In Java (1.5 or later), what is the best performing way to fetch an (any) element from a Set?
Asked Answered
P

5

8

In the code below, I needed to fetch an element, any element, from toSearch. I was unable to find a useful method on the Set interface definition to return just a single (random, but not required to be random) member of the set. So, I used the toArray()[0] technique (present in the code below).

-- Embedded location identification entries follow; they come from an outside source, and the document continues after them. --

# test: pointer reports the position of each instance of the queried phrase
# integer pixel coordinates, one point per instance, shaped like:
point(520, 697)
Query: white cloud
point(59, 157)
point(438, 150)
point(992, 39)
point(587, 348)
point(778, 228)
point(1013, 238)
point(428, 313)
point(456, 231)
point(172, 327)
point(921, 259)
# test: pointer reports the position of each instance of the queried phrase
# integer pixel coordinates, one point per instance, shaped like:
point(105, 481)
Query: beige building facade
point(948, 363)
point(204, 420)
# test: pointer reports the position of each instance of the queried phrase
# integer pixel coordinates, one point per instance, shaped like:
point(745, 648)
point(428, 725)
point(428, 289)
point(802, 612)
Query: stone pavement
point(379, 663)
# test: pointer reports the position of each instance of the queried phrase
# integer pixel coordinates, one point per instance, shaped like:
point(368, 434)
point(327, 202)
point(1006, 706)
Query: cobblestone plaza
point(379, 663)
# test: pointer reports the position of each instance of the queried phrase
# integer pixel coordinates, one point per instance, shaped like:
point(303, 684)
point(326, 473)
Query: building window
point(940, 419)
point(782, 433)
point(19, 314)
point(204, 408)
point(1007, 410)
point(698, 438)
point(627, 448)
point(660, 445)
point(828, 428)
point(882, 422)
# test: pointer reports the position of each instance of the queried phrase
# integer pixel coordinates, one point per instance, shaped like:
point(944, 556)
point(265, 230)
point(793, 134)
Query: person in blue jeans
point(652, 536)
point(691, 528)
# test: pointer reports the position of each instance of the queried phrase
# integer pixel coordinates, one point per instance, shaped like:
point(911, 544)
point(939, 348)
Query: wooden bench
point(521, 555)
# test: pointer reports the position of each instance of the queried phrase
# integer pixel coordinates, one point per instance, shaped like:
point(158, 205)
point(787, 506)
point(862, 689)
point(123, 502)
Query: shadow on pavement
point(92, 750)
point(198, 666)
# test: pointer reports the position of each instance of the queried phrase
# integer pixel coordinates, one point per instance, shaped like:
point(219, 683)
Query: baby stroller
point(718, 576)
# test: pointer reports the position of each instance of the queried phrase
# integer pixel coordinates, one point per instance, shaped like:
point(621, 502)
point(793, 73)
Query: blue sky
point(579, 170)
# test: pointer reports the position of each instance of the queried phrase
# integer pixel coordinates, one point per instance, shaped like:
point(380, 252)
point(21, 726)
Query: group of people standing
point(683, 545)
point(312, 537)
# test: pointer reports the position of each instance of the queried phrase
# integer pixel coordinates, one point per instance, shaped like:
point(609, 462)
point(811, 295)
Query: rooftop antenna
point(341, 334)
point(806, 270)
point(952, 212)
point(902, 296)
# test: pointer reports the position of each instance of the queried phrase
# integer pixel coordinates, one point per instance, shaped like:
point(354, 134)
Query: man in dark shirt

private Set<Coordinate> floodFill(Value value, Coordinate coordinateStart)
{
    Set<Coordinate> result = new LinkedHashSet<Coordinate>();

    Set<Coordinate> toSearch = new LinkedHashSet<Coordinate>();
    toSearch.add(coordinateStart);
    while (toSearch.size() > 0)
    {
        Coordinate coordinate = (Coordinate)toSearch.toArray()[0];
        result.add(coordinate);
        toSearch.remove(coordinate);
        for (Coordinate coordinateAdjacent: getAdjacentCoordinates(coordinate))
        {
            if (this.query.getCoordinateValue(coordinateAdjacent) == value)
            {
                if (!result.contains(coordinateAdjacent))
                {
                    toSearch.add(coordinateAdjacent);
                }
            }
        }
    }

    return result;
}

The other technique I have seen discussed is to replace "(Coordinate)toSearch.toArray()[0]" with "toSearch.iterator().next()". Which technique, toArray() or iterator(), is the most likely to execute the most quickly with the least GC (Garbage Collection) impact?

My intuition (after composing this question) is that the second technique using the Iterator will be both faster in execution and lower overhead for the GC. Given I don't know the implementation of the Set being passed (assuming HashSet or LinkedHashSet as most likely), how much overhead is incurred in each of the toArray() or iterator() methods? Any insights on this would be greatly appreciated.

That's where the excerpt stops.